ANP quebra monopólio da Petrobras no acesso aos terminais de gás natural, mas processo segue atrasado e incompleto, dizem especialistas
Uma medida muito aguardada por diversos segmentos produtivos brasileiros foi oficializada pela Agência Nacional do Petróleo, Gás Natural e Biocombustíveis (ANP) na sexta-feira (26). A diretoria da ANP aprovou a regulamentação que trata do acesso aberto a outras empresas às infraestruturas essenciais do setor de gás natural (terminais de GNL, gasodutos de escoamento da produção e instalações de tratamento ou processamento de gás natural), que atualmente era um monopólio da Petrobras.
A medida chega com cinco anos de atraso, já que era prevista no artigo 28 da Lei nº 14.134/2021, conhecida como Nova Lei do Gás. Na prática, a Petrobras terá de ceder acesso a interessados que queiram explorar a estrutura de gás natural existente.
Assim, pelo menos é a expectativa do mercado, para que haja mais empresas atuando, gerando expansão do setor e reduzindo custos de produção, distribuição e, na ponta do processo, para o consumidor final.
Essa foi a primeira resolução da ANP sobre o tema, conforme previsto na Ação 2.4 da Agenda Regulatória da ANP para o biênio 2025-2026. Está prevista a publicação de uma segunda norma para disciplinar a solução de conflitos relativos ao acesso a infraestruturas essenciais.

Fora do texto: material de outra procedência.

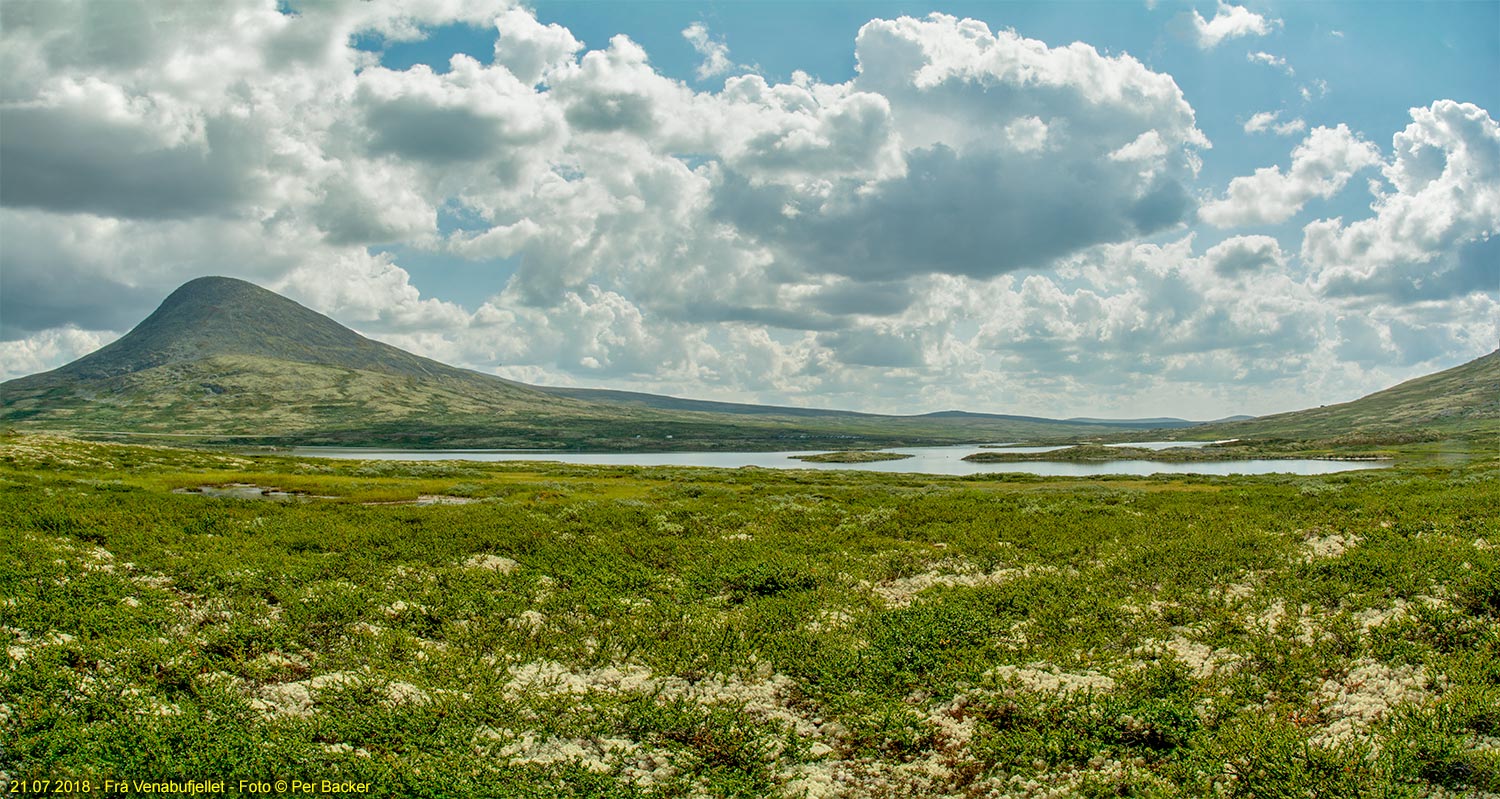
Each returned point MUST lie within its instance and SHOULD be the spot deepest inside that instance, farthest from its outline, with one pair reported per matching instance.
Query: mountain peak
(222, 317)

Para o coordenador de Mercado de Energia da Federação das Indústrias do Estado de Minas Gerais (Fiemg) Sérgio Pataca, a medida é bem-vinda, mas não se entende a demora, já que desde 2021 existe legislação para regulamentar o acesso às estruturas que podem redefinir o mercado de gás natural no país.
“A Nova Lei do Gás é de 2021 e a gente está vendo um movimento agora, em 2025, que talvez seja um movimento até eleitoreiro, porque é uma questão de campanha também. É muito estranho para a gente uma norma de 2021 começar a ser regulamentada agora. A primeira das regulamentações, em 2026. Cinco anos para regulamentar”, questiona.

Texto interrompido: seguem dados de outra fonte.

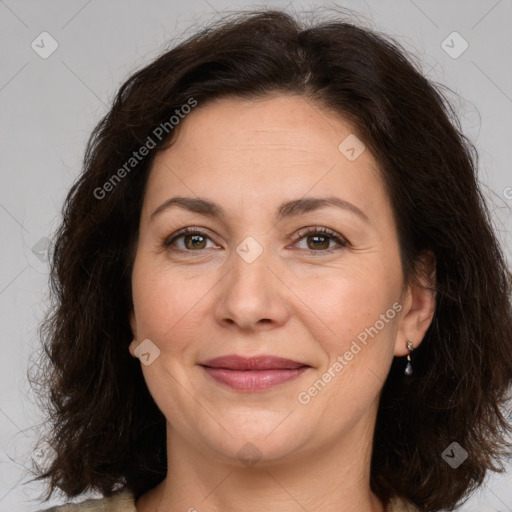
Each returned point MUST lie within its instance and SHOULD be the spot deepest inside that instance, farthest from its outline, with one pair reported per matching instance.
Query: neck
(332, 478)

Pataca reforça que o mercado brasileiro tem muito potencial e que, com novas descobertas de bacias de petróleo, o setor pode crescer e se expandir de vez. “É um mercado pujante, não é um mercado decadente. É um mercado em crescimento; cada dia a gente descobre novos poços de petróleo. A gente está discutindo agora a extração da Bacia Amazônica. Então já vem esse contrassenso há muito tempo, os adiamentos das regulamentações, muito em parte por causa do monopólio da Petrobras”, comentou Pataca.
O mercado de gás, historicamente, é concentrado principalmente na Petrobras, que hoje controla o transporte e a produção de todo o sistema de gás natural do Brasil. A Nova Lei do Gás veio com o objetivo de desverticalizar esse mercado e abrir a concorrência, pois não há lógica no modelo atual.
Tendência mundial
A quebra do monopólio da Petrobras pode gerar a entrada de novos players no mercado, abrindo a concorrência. Isso pode ter um efeito cascata positivo, com o gás sendo melhor distribuído e o preço melhorando para o consumidor comercial, industrial e doméstico.

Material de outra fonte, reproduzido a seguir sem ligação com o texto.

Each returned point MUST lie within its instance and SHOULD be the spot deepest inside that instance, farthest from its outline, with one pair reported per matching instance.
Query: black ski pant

“Temos chineses, americanos, o pessoal de Dubai, os árabes, o Irã, que também é muito forte. Temos todo o Oriente Médio, com players muito fortes, toda uma questão mercadológica mundial do petróleo e gás. Faz-se necessário ter concorrência aqui para melhorar o preço. A Petrobras é hoje um ativo muito importante do Brasil, mas ela não pode controlar tudo”, comenta Pataca.
Um exemplo da necessidade de quebra do controle unitário do mercado de gás está no alcance do produto em Minas Gerais. Dos 853 municípios do Estado, apenas 83 são atendidos com gás natural, cerca de 10% das cidades.
A rede mineira, que tem a Companhia de Gás de Minas Gerais (Gasmig) como principal empresa do mercado estadual, é pequena e antiga. O principal motivo é a centralização no uso das estruturas e na distribuição, que impede a formação de uma concorrência capaz de atender mais consumidores.
Medida incompleta
Entusiasta e uma das vozes dos setores produtivos pela quebra do monopólio da Petrobras, o ex-ministro e ex-prefeito de Uberaba Anderson Adauto questionou a aprovação da ANP, considerando-a incompleta, pois deixou um item essencial fora da resolução da agência reguladora.
“Foi aprovado apenas o compartilhamento dos terminais. O que é mais importante para o programa do gás é o compartilhamento da infraestrutura de transporte. E o de tratamento não foi, não entrou em pauta, porque ainda está dentro do prazo de análise da ANP. Foi uma vitória, mas não foi a vitória completa ainda”, disse.
Adauto não poupou críticas à Petrobras nessa disputa sobre o gás natural, pois acredita que a empresa esteja olhando apenas os interesses dos acionistas e não os do majoritário, que é o governo, representante do povo brasileiro.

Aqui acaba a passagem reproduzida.